Traveling to Find Your Roots is a great article up today at the New York Times on heritage travel inspired by personal genealogy research.  Traveling to Find Your Roots By 

Tourism offices and governments have caught on to the interest in heritage travel. Ireland is now  organizing gatherings (thegatheringireland.com) for people with Irish backgrounds.
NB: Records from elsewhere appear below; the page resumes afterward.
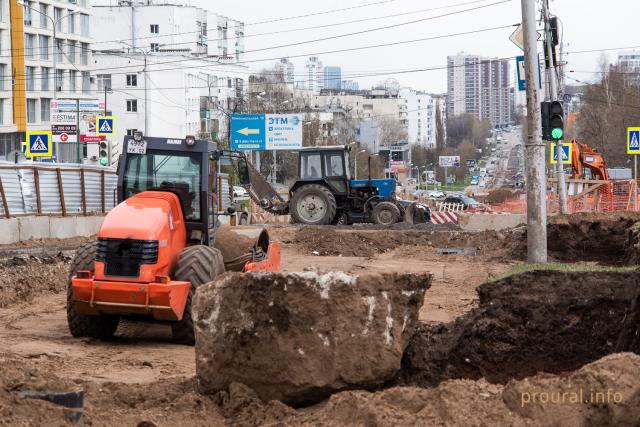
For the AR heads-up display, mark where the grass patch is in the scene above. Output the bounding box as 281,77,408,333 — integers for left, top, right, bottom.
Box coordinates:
493,263,640,282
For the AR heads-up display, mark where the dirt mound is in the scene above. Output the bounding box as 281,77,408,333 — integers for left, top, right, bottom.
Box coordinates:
483,188,521,204
400,270,640,387
286,227,520,258
0,254,70,308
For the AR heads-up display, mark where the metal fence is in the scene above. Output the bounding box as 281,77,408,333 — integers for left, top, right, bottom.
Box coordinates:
0,162,117,218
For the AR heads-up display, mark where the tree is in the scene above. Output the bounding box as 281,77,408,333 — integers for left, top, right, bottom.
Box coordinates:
378,116,408,145
446,113,491,149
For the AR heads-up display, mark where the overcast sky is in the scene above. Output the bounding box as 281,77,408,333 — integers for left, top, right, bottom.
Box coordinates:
188,0,640,93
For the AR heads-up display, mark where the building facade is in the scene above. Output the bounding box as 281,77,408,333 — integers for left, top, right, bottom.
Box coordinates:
618,51,640,86
323,66,341,91
302,56,323,95
341,79,359,91
447,53,511,128
0,0,94,161
275,57,294,85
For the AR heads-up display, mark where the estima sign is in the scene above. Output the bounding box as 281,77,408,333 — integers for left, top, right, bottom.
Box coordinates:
439,156,460,167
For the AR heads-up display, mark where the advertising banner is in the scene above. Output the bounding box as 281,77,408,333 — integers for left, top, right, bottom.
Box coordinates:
51,99,106,143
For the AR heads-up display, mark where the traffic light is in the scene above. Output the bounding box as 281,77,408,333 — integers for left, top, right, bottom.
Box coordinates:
541,101,564,141
99,140,119,166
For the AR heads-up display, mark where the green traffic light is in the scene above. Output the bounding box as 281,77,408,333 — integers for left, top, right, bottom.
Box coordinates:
551,128,563,140
100,158,108,166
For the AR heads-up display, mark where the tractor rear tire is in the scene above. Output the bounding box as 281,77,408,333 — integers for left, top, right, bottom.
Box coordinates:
172,245,225,345
66,242,120,340
290,184,337,225
371,201,401,226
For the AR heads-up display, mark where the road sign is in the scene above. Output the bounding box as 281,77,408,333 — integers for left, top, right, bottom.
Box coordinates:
550,142,571,165
96,116,115,136
60,133,69,142
509,25,525,50
627,127,640,154
516,56,542,91
231,114,303,150
26,131,52,158
439,156,460,167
And after a successful run in 2009, Scotland is planning a Year of Homecoming in 2014 (visitscotland.com), inviting all those with Scottish roots to explore and celebrate their ancestry.

People setting out to find their roots are often motivated by a desire for personal connection, said Megan Smolenyak, a genealogist who, in conjunction with Hagers Journeys (Hagersjourneys.com), will research and create ancestry adventures. “We’ve become this mobile churning society and there’s a hunger for this belonging,” she said. “Whether I go to the Ukraine or Slovakia, I get treated like family because of my name.”

If you’re interested in making such a trip, you’ll need to gather as much information as possible. “Start with what you know, and that’s you,” said Diana McCain, head of the research center at the Connecticut Historical Society. She suggested noting dates — birth, marriage and, in some instances, death — for you, your parents and close relatives, as well as searching your attic for newspaper clippings, obituaries and diplomas. Glean as much information as possible from living relatives. Ask them to relate old family stories, and if they know of any distant relatives who may still live in your family’s native country.

I don’t think I’m ever going to be like a celebrity on WDYTYA, who finds out she’s from Austria and arrives in Vienna ten minutes later. But I am on a mission to get to all of my European ancestral places. So far, I’ve been to my great-grandmother’s place in Ringebu and my great-grandfather’s place in Eiker, both in Norway. Scotland is next!